This is because NumPy will automatically insert trailing slices for you if you don’t provide as many indices as there are dimensions for your array. grades[0] was treated as grades[0, :].

Suppose you have an \(N\)-dimensional array, and only provide \(j\) indices for the array; NumPy will automatically insert \(N-j\) trailing slices for you. In the case that \(N=5\) and \(j=3\), d5_array[0, 0, 0] is treated as d5_array[0, 0, 0, :, :]

Thus far, we have discussed some rules for accessing data in arrays, all of which fall into the category that is designated “basic indexing” by the NumPy documentation. We will discuss the details of basic indexing and of “advanced indexing”, in full, in a later section. Note, however, that all of the indexing/slicing reviewed here produces a “view” of the original array. That is, no data is copied when you index into an array using integer indices and/or slices. Recall that slicing lists and tuples do produce copies of the data.

FYI:

Keeping track of the meaning of an array’s various dimensions can quickly become unwieldy when working with real datasets. xarray is a Python library that provides functionality comparable to NumPy, but allows users provide explicit labels for an array’s dimensions; that is, you can name each dimension. Using an xarray to select Brad’s scores could look like grades.sel(student='Brad'), for instance. This is a valuable library to look into at your leisure.

N-dimensional Arrays

Let’s build up some intuition for arrays with a dimensionality higher than 2. The following code creates a 3-dimensional array:

# a 3D array, shape-(2, 2, 2)
>>> d3_array = np.array([[[0, 1],
...                       [2, 3]],
...
...                      [[4, 5],
...                       [6, 7]]])

You can think of axis-0 denoting which of the 2x2 “sheets” to select from. Then axis-1 specifies the row along the sheets, and axis-2 the column within the row:

Depicting the layout of a 3D array

      sheet 0:
             [0, 1]
             [2, 3]

      sheet 1:
             [4, 5]
             [6, 7]



   |       -- axis-2 ->
   |    |
   |  axis-1 [0, 1]
   |    |    [2, 3]
   |    V
axis-0
   |      -- axis-2 ->
   |    |
   |  axis-1 [4, 5]
   |    |    [6, 7]
   V    V

Thus d3_array[0, 1, 0] specifies the element residing in sheet-0, at row-1 and column-0:

# retrieving a single element from a 3D-array
>>> d3_array[0, 1, 0]
2

d3_array[:, 0, 0] specifies the elements in row-0 and column-0 of both sheets:

# retrieving a 1D sub-array from a 3D-array
>>> d3_array[:, 0, 0]
array([0, 4])

d3_array[1], which recall is shorthand for d3_array[1, :, :], selects both rows and both columns of sheet-1:

# retrieving a 2D sub-array from a 3D-array
>>> d3_array[1]
array([[4, 5],
       [6, 7]])

In four dimensions, one can think of “stacks of sheets with rows and columns” where axis-0 selects the stack of sheets you are working with, axis-1 chooses the sheet, axis-2 chooses the row, and axis-3 chooses the column. Extrapolating to higher dimensions (“collections of stacks of sheets …”) continues in the same tedious fashion.

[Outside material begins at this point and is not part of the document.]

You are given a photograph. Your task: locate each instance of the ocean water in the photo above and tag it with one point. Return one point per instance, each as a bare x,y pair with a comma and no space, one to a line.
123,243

Reading Comprehension: Multi-dimensional Indexing

Given the 3D, shape-(3, 3, 3) array:

>>> arr = np.array([[[ 0,  1,  2],
...                  [ 3,  4,  5],
...                  [ 6,  7,  8]],
...
...                 [[ 9, 10, 11],
...                  [12, 13, 14],
...                  [15, 16, 17]],
...
...                 [[18, 19, 20],
...                  [21, 22, 23],
...                  [24, 25, 26]]])

Index into the array to produce the following results

#1
array([[ 2,  5,  8],
       [11, 14, 17],
       [20, 23, 26]])

#2
array([[ 3,  4,  5],
       [12, 13, 14]])

#3
array([2, 5])

#4
array([[11, 10,  9],
       [14, 13, 12],
       [17, 16, 15]])

Zero-dimensional Arrays

A zero dimensional array is simply a single number (a.k.a. a scalar value):

# creating a 0-dimensional array
>>> x = np.array(15.2)

This is not equivalent to a length-1 1D-array: np.array([15.2]). According to our definition of dimensionality, zero numbers are required to index into a 0-D array as it is unnecessary to provide an identifier for a standalone number. Thus you cannot index into a 0-D array.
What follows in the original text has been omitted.